“Free synthetic data”? There are numerous Google ads selling synthetic aka fake data. How “good” are these datasets? Will they ever been used for scientific publications outside the AI field eg surgisphere-like?
There is a nice paper by Taloni, Scorcia and Giannaccare that tackles the first question. Unfortunately a nature news commentary by Miryam Naddaf is largely misleading when writing
It will make it very easy for any researcher or group of researchers to create fake measurements on non-existent patients, fake answers to questionnaires or to generate a large data set on animal experiments.

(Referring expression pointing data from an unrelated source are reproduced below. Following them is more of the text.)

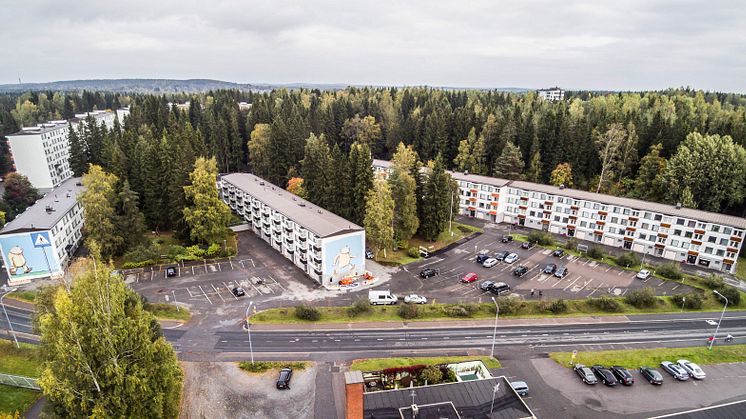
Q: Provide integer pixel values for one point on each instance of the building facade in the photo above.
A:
(693, 237)
(42, 152)
(553, 94)
(41, 241)
(324, 245)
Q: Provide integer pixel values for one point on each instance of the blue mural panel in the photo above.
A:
(28, 259)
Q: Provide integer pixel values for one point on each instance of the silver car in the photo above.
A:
(692, 369)
(675, 370)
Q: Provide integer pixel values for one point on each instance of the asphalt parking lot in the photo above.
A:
(586, 277)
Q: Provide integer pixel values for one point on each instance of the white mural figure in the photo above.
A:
(17, 261)
(343, 262)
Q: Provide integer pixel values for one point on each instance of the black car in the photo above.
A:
(604, 375)
(652, 375)
(585, 374)
(283, 381)
(520, 271)
(622, 375)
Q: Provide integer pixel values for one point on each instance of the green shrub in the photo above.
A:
(409, 311)
(669, 270)
(558, 306)
(605, 303)
(627, 259)
(731, 293)
(359, 307)
(309, 313)
(413, 252)
(595, 252)
(691, 301)
(644, 298)
(713, 282)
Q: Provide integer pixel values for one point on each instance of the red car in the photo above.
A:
(470, 277)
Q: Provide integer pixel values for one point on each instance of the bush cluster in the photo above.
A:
(644, 298)
(605, 303)
(627, 259)
(409, 311)
(309, 313)
(691, 301)
(669, 270)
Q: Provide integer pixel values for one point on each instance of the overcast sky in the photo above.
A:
(594, 44)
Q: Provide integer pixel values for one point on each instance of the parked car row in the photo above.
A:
(611, 376)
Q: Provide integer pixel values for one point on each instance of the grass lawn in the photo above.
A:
(636, 358)
(262, 366)
(19, 361)
(16, 399)
(400, 257)
(168, 311)
(377, 364)
(509, 308)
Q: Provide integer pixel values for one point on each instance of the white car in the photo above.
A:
(489, 263)
(415, 299)
(692, 369)
(511, 258)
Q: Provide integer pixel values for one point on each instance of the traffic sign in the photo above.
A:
(41, 239)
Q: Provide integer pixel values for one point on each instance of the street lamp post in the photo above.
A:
(721, 317)
(10, 326)
(248, 329)
(494, 331)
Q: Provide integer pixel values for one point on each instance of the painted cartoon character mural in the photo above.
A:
(17, 261)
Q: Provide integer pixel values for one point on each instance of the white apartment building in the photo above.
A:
(324, 245)
(552, 94)
(40, 242)
(694, 237)
(42, 152)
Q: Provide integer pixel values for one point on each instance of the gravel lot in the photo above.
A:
(222, 390)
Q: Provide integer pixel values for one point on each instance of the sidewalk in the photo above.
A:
(439, 324)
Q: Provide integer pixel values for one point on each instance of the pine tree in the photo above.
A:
(379, 215)
(510, 163)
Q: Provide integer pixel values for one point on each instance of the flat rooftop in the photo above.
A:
(694, 214)
(36, 217)
(318, 220)
(466, 399)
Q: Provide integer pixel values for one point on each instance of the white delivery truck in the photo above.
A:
(381, 297)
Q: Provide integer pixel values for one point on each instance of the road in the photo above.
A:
(689, 329)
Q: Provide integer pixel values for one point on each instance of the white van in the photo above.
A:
(381, 297)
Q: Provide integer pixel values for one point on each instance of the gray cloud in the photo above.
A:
(630, 44)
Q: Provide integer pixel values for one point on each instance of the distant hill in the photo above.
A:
(191, 85)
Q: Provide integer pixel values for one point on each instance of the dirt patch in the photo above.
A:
(222, 390)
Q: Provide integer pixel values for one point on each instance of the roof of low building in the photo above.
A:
(318, 220)
(471, 399)
(37, 217)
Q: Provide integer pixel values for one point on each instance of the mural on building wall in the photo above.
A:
(28, 256)
(343, 257)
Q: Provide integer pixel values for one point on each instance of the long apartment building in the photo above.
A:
(41, 241)
(324, 245)
(694, 237)
(42, 152)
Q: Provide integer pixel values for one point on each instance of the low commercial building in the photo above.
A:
(324, 245)
(41, 241)
(686, 235)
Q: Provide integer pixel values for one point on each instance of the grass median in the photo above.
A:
(378, 364)
(635, 358)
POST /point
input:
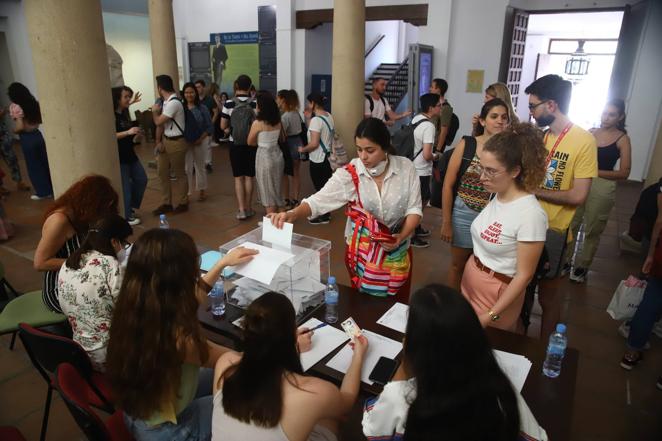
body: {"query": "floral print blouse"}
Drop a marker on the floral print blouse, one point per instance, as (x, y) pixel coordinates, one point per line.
(87, 297)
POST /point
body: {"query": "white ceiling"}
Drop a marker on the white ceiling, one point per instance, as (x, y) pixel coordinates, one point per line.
(577, 24)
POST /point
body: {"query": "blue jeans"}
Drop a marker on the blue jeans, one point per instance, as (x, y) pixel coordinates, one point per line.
(648, 312)
(193, 423)
(134, 182)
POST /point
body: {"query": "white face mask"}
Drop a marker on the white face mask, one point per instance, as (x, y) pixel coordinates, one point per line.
(379, 169)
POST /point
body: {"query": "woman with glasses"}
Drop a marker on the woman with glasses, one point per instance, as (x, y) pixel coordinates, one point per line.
(89, 283)
(509, 233)
(463, 195)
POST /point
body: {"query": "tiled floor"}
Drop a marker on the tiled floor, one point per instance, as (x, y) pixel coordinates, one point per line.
(610, 403)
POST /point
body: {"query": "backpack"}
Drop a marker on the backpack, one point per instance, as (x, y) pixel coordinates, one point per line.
(240, 121)
(404, 141)
(452, 128)
(439, 172)
(337, 155)
(192, 130)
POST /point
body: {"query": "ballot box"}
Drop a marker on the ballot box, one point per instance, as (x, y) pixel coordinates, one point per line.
(299, 271)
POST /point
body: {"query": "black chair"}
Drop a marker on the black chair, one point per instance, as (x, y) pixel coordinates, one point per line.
(47, 351)
(72, 388)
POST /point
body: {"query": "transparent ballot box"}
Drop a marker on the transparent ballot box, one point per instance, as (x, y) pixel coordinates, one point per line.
(301, 278)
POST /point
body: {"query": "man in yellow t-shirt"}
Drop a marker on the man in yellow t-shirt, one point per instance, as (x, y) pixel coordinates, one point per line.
(572, 166)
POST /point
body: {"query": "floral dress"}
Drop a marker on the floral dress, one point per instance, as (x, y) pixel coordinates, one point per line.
(87, 297)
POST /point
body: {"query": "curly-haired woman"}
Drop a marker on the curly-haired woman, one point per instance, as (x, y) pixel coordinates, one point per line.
(65, 225)
(509, 233)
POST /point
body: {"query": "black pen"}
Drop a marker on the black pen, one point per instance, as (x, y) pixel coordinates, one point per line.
(321, 325)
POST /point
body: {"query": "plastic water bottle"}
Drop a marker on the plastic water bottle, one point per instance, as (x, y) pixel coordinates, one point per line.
(163, 222)
(217, 299)
(558, 341)
(331, 300)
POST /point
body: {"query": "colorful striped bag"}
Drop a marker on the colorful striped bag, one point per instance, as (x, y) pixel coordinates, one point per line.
(371, 268)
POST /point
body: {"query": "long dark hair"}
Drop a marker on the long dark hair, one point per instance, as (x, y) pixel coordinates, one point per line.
(267, 108)
(374, 130)
(461, 393)
(99, 238)
(154, 322)
(19, 94)
(620, 106)
(253, 390)
(485, 110)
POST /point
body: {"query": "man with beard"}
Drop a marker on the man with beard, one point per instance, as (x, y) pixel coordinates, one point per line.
(571, 163)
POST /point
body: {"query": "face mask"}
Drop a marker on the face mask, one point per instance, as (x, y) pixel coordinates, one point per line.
(379, 169)
(545, 121)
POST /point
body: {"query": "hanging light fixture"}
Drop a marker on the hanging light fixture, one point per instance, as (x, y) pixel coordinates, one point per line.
(577, 64)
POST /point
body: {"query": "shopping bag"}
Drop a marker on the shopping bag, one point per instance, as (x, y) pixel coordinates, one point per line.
(626, 298)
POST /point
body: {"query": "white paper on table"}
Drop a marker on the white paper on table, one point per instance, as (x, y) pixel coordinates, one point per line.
(516, 367)
(378, 346)
(264, 265)
(280, 237)
(396, 317)
(324, 340)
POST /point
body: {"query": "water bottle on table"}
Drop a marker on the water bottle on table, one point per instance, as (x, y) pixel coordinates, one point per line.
(558, 341)
(163, 222)
(217, 299)
(331, 300)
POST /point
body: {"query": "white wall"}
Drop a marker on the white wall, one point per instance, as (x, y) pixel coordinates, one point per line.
(129, 35)
(18, 42)
(469, 49)
(387, 50)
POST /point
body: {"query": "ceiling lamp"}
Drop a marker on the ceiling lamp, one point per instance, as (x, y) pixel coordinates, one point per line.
(577, 64)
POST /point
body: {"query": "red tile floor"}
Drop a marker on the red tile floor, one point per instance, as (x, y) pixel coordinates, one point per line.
(610, 404)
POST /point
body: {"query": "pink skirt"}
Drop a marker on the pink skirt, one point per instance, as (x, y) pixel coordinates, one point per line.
(483, 290)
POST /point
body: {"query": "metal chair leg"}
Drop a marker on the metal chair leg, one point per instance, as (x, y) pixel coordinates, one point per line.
(47, 408)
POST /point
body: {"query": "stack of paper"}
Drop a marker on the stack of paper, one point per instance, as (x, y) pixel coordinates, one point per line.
(325, 340)
(378, 346)
(516, 367)
(396, 317)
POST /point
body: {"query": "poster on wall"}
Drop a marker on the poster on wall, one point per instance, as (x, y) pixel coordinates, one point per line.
(233, 54)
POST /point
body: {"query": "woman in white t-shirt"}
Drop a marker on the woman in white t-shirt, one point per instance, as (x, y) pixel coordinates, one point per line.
(509, 233)
(449, 385)
(320, 137)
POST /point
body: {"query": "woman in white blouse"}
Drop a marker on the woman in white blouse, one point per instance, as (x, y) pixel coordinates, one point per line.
(449, 386)
(389, 191)
(89, 283)
(509, 234)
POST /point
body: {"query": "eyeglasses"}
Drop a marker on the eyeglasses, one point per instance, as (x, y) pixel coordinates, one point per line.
(489, 173)
(534, 106)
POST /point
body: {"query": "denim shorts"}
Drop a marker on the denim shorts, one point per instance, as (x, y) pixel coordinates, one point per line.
(462, 218)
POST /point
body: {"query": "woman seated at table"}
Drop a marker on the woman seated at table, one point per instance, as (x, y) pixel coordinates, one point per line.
(263, 394)
(449, 385)
(89, 283)
(384, 197)
(156, 345)
(65, 225)
(509, 234)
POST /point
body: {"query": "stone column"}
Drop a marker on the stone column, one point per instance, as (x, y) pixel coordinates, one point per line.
(348, 68)
(73, 88)
(162, 37)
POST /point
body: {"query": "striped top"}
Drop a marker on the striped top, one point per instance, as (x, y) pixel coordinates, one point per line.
(49, 291)
(470, 189)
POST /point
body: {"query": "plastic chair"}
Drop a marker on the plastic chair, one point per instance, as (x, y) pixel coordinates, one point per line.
(47, 351)
(72, 388)
(27, 308)
(8, 433)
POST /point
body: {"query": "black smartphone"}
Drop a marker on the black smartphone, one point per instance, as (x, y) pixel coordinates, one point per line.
(383, 371)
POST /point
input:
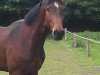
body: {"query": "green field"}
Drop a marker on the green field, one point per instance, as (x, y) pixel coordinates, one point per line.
(63, 59)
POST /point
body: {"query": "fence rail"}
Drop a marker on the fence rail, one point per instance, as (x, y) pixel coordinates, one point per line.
(87, 40)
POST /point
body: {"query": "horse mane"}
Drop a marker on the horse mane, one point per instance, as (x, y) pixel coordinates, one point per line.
(32, 14)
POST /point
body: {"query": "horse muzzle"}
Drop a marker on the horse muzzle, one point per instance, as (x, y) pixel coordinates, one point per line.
(57, 35)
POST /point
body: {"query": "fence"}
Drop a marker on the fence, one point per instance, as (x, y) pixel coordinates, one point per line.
(75, 40)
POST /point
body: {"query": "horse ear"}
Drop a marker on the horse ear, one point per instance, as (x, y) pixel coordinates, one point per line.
(41, 0)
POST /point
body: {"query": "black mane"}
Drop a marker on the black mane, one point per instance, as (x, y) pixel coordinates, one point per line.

Before I am going to provide the proof that it is much more complicated to generate any credible dataset, please read first the original paper and the commentary (BTW I do not expect any high correlation between pre- and post vision acuity).
As a reference here are the conditions how the data were generated. At this point I would like to thank the Italian colleagues for giving me the dataset. DALK is a shortcut for deep anterior lamellar keratoplasty and PK for penetrating keratoplasty.
Of course, there will be no entry of this RCT in any study registry. And there will be no other SOPs and no backup dataset if any commission would ever start an investigation. But can we just conclude from the data that they are being faked? Lets dive into the dataset.
My first issue is not mentioned in the news commentary – there are NO missing values at all (#1). This is impossible in real life as every variable except of the study ID may include one or more missing values.
The “double eyes” are nonsense (#2).
We have a lot of gender/sex discussions right now but in a surgery dataset from the last decade surnames and sex should match – so this is fatal flaw #3.
Are there any any other missing or artificial associations?
I am also plotting the predictive power score [ref, ref] as a simple Pearson correlation cannot detect non-linear bivariate relationships (without extensive preprocessing).
Well, I am not an opthalmologist but the overall results are looking good to me. Not sure if there should be a correlation between cylinder size and acuity (BSCVA)? Shouldn’t females have slightly smaller cyclinder size? Is the cylinder size really somewhat related to left/right eye? I find the data suspect but without a major flaw here. Of course a true clinical dataset would be very helpful for comparison.
So let’s go to the distribution of the quantitative variables. There are quite nice Gaussian shapes except for the age distribution.
So this is flaw #4 in particular as many patients are 17 years of age. Another flaw arises when looking at the date of of surgery.
Surgery dates should be more or less equally distributed over the study period. Elective surgery is not expected to be done on weekends also, flaw #5 :-)
Looking now at the qualitative variables and run this in subgroups by therapy. I can’t identify anything unusual as complications are correctly assigned.
So lets have a look into more advanced statistical procedures – Principal Component Analysis and QQ plots.
As expected PK and DALK have opposite factor loadings on the first component while I am not sure of the strong R/L and M/F loadings in PC2. Maybe some statisticians can jump in here and help?
Here is also a QQ plot by surgical procedure.
Age is again unreliable as noted before while I now wonder also why BSCVA has only 5 levels? This is flaw #6.
In a final step I look at the randomness of the second and third digit in two variables. Unfortunately,proportions are not equal according to a chi square test that computes p-values by Monte Carlo simulation ( #7 ) as Benford’s law does not apply here.
Taken together, using a quick & dirty R script we have easily identified many flaws that clearly demarcate a fake dataset.